Autores: Simonelli, M. (Autor de correspondencia); Garralda, E.; Eskens, F.; Gil-Martín, M.; Yen, C. J.; Obermannova, R.; Chao, Y.; Lonardi, S.; Melichar, B.; Moreno, V.; Yu, M. L.; Bongiovanni, A.; Calvo, E.; Rottey, S.; Machiels, J. P.; González Martín, Antonio; Paz-Ares, L.; Chang, C. L.; Mason, W.; Lin, C. C.; Reardon, D. A.; Vieito, M.; Santoro, A.; Meng, R.; Abbadessa, G.; Menas, F.; Lee, H.; Liu, Q.; Combeau, C.; Ternes, N.; Ziti-Ljajic, S.; Massard, C.

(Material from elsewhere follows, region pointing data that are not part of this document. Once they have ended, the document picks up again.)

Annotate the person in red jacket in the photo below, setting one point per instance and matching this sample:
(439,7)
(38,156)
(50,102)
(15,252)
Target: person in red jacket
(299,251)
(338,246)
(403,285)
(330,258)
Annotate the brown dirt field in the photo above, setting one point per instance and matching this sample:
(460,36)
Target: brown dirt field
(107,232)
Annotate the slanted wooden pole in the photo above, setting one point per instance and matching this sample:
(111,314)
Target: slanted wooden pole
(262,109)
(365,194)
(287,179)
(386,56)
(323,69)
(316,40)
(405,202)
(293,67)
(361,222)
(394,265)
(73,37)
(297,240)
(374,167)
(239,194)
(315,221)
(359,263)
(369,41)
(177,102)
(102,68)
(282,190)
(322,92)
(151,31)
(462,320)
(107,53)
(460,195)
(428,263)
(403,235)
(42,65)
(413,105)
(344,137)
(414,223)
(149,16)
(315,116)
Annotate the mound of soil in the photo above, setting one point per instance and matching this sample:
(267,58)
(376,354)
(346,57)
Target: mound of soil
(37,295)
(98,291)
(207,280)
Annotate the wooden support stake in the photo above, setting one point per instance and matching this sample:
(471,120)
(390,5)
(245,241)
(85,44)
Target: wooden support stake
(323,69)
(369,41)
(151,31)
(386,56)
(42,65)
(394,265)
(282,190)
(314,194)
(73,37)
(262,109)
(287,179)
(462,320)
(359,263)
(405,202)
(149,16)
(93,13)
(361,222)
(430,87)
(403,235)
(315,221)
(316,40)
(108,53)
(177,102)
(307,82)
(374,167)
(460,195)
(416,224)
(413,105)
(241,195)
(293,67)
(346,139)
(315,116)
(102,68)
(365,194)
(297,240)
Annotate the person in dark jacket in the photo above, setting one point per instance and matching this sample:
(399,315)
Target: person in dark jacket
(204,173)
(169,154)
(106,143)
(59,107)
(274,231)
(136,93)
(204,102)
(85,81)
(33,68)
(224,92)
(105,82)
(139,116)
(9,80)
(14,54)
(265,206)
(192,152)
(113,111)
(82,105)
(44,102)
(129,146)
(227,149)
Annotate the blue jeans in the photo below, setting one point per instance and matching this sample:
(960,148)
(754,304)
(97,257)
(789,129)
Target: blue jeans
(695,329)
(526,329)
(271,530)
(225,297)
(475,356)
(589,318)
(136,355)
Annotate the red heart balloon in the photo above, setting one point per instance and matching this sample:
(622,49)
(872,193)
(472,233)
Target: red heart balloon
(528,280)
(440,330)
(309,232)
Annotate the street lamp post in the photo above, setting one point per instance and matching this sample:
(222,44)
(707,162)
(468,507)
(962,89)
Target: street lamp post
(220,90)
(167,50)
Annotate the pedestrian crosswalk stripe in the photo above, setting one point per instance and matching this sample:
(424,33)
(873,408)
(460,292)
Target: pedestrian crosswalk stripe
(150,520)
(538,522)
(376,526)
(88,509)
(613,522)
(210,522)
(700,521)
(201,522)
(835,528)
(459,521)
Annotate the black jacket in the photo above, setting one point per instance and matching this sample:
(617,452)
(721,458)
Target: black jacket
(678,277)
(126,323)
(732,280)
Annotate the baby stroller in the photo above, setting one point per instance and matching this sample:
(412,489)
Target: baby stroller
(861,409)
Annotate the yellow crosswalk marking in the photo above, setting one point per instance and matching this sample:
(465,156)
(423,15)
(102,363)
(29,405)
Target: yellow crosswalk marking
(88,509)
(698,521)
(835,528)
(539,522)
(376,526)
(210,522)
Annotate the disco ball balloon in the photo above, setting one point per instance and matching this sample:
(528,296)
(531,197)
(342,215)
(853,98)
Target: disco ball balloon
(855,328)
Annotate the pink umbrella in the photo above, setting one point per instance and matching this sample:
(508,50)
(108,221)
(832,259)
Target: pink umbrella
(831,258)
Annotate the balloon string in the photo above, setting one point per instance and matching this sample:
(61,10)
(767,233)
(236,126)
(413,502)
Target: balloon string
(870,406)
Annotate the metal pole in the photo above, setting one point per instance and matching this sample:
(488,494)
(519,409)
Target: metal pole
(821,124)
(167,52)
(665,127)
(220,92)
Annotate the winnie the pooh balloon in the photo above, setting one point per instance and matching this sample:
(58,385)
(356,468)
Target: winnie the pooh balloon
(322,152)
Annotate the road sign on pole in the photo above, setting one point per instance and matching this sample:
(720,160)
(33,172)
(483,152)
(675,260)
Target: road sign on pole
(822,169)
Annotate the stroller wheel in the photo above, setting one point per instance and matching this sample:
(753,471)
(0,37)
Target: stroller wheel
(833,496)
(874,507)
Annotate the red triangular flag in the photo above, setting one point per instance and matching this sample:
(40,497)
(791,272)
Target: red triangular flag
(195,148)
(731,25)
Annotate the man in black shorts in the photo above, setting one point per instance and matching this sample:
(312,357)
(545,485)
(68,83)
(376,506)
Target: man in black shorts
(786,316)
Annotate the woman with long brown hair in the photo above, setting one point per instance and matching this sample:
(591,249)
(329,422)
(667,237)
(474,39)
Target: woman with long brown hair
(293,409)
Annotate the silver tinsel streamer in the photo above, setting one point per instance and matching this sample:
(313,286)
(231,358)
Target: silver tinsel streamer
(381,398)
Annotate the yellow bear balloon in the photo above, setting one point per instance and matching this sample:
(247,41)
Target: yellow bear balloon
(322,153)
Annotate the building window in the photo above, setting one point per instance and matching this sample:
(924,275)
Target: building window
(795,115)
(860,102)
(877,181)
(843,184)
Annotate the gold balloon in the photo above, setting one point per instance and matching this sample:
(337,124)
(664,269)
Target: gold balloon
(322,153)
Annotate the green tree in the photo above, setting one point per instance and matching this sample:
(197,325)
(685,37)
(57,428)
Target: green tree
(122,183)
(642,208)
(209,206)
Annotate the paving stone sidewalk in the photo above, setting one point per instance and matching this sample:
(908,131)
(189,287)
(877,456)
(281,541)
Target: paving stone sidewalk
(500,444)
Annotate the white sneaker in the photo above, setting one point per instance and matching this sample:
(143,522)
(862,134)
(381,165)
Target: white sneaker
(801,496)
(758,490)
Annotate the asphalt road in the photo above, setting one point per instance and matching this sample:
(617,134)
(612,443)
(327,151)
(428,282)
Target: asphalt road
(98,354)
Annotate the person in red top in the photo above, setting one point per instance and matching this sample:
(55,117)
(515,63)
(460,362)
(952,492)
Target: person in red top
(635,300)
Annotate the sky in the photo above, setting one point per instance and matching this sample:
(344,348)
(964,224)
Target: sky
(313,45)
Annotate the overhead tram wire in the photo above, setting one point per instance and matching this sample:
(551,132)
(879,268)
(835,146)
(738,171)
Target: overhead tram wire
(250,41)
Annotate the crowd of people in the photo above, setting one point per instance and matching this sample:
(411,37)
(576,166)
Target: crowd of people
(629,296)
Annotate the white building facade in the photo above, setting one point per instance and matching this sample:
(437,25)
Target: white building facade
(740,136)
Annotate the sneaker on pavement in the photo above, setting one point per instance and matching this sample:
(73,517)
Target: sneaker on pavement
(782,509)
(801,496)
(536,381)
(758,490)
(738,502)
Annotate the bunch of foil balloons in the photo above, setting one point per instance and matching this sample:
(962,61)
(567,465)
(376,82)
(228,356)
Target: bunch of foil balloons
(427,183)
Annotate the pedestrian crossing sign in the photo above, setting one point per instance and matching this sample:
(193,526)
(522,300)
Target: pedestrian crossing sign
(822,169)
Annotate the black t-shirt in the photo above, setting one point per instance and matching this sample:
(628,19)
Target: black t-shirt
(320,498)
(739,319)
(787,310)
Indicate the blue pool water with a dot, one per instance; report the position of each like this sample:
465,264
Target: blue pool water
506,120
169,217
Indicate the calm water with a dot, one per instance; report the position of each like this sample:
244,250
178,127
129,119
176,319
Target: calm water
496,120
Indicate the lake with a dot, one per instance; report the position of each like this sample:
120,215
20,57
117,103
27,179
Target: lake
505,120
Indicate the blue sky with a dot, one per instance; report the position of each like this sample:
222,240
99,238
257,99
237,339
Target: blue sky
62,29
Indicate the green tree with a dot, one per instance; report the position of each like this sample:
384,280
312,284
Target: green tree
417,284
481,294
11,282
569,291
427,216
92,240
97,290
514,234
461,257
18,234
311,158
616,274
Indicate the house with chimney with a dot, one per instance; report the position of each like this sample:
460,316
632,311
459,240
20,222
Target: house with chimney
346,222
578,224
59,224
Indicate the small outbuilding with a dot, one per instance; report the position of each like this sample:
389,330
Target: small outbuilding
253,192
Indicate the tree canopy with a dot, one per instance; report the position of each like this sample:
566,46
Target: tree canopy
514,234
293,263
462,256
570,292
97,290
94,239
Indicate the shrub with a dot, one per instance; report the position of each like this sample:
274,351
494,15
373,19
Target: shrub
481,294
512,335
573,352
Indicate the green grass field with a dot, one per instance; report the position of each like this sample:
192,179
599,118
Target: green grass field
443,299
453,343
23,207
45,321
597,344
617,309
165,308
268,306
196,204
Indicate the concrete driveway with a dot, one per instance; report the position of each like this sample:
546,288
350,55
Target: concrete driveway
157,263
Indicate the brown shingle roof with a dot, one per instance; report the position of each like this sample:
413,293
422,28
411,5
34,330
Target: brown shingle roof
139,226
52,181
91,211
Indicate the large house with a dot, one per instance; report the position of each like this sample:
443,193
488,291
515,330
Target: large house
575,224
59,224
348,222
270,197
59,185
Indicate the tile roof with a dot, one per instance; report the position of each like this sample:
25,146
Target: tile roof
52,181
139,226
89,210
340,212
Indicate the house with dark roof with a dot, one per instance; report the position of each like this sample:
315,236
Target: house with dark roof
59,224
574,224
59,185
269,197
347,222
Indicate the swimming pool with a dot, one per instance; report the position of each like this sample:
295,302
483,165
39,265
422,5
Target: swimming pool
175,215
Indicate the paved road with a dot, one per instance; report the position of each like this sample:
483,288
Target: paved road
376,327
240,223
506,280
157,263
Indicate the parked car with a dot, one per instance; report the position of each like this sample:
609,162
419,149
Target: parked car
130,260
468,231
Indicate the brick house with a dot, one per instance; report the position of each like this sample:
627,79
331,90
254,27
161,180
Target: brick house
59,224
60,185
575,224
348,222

Título de la revista: ESMO OPEN
ISSN: 2059-7029
Volumen: 7
Número: 5
Fecha de publicación: 2022
Background: The anti-CD38 antibody isatuximab is approved for the treatment of relapsed/refractory multiple myeloma, but there are no data on its efficacy in solid tumors. This phase I/II study (NCT03637764) assessed the safety and activity of isatuximab plus atezolizumab (Isa + Atezo), an anti-programmed death-ligand 1 (PD-L1) antibody, in patients with immunotherapy-naive solid tumors: epithelial ovarian cancer (EOC), glioblastoma (GBM), hepatocellular carcinoma (HCC), and squamous cell carcinoma of the head and neck (SCCHN). Patients and methods: Phase I assessed safety, tolerability, pharmacokinetics, pharmacodynamics, and the recommended phase II dose (RP2D) of isatuximab 10 mg/kg intravenously (i.v.) every week for 3 weeks followed by once every 3 weeks + atezolizumab 1200 mg i.v. every 3 weeks. Phase II used a Simon's two-stage design to assess the overall response rate or progression-free survival rate at 6 months (GBM cohort). Interim analysis was carried out at 6 months following first dose of the last enrolled patient in each cohort. Pharmacodynamic biomarkers were tested for CD38, PD-L1, tumor-infiltrating immune cells, and FOXP3+ regulatory T cells (Tregs) in the tumor microenvironment (TME). Results: Overall, 107 patients were treated (EOC, n = 18; GBM, n = 33; HCC, n = 27; SCCHN, n = 29). In phase I, Isa + Atezo showed an acceptable safety profile, no dose-limiting toxicities were observed, and RP2D was confirmed. Most patients experienced >= 1 treatment-emergent adverse event (TEAE), with <= 48.5% being grade >= 3. The most frequent TEAE was infusion reactions. The study did not continue to stage 2 based on prespecified targets. Tumor-infiltrating CD38+ immune cells were reduced and almost cleared after treatment. Isa + Atezo did not significantly modulate Tregs or PD-L1 expression in the TME. Conclusions: Isa + Atezo had acceptable safety and tolerability. Clinical pharmacodynamic evaluation revealed efficient target engagement of isatuximab via treatment-mediated reduction of CD38+ immune cells in the TME. Based on clinical data, CD38 inhibition does not improve responsiveness to PD-L1 blockade in these patients.